Large language models are taking on a growing role in healthcare, supporting clinical decision support, diagnostic assistance, administrative automation, electronic health record summarisation, patient interaction systems and automated medical coding. A recent study examined privacy and safety risks linked to these systems, focusing on memorisation of sensitive information, inference failures triggered by prompt design and retrieval hazards in systems that draw on external knowledge sources. Their ability to generate fluent text and process large volumes of clinical language has created clear operational value, but that value is closely tied to questions of safety, privacy and reliability. These concerns matter because unsafe outputs can affect patient care, while exposure of protected health information can undermine confidentiality and create legal and ethical risk. A structured assessment using synthetic benchmarks, de-identified clinical corpora and controlled prompt experiments compared general-purpose and healthcare-tuned models to examine how these risks appear in practice and how they differ across model types.

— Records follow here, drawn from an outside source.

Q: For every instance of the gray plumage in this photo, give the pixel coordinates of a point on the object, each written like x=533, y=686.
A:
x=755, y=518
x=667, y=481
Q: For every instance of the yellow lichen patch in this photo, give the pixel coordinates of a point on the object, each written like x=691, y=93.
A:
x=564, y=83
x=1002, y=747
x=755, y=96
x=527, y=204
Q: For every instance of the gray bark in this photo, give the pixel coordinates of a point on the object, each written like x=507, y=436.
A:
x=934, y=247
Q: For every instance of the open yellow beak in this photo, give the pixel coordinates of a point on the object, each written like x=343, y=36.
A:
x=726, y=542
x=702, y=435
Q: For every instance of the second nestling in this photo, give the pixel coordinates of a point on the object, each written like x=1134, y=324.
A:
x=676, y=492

Memorisation Risks and Model Choice
Memorisation emerged as a measurable concern across all evaluated models, though its extent varied considerably. Exact match testing showed that GPT-4 had the highest rate of repeated content from the training corpus at 2.4%, while MedPaLM recorded 1.0%, ClinicalBERT 1.4% and BioBERT 1.2%. This pattern suggests that healthcare-specific fine-tuning can reduce the tendency to reproduce previously seen material, even if it does not remove the risk entirely. In environments where confidential records, clinical notes and other sensitive information may shape model training, even relatively low levels of repetition remain significant.

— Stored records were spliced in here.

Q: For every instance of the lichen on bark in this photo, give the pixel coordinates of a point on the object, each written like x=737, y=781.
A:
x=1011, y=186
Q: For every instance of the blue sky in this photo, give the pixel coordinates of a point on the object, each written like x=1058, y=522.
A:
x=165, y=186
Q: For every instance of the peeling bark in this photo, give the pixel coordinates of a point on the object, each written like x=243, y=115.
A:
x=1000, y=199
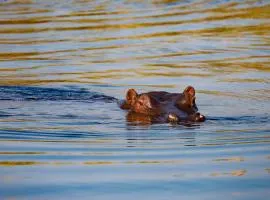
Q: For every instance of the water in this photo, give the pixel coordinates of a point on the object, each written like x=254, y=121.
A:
x=64, y=63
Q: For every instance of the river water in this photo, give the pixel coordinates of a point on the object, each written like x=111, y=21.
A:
x=64, y=63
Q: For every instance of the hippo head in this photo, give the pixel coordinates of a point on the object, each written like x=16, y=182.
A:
x=163, y=106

Prompt complexity also influenced memorisation. More complex prompts, defined by ambiguity, multiple pieces of information or technical medical terms, were associated with higher memorisation rates. GPT-4 showed the strongest correlation between complexity and memorisation, with a Pearson’s r of 0.63. MedPaLM followed at 0.51, BioBERT at 0.55 and ClinicalBERT at 0.48. The pattern indicates that more sophisticated queries can increase the likelihood of reproducing memorised material, particularly in larger general-purpose systems.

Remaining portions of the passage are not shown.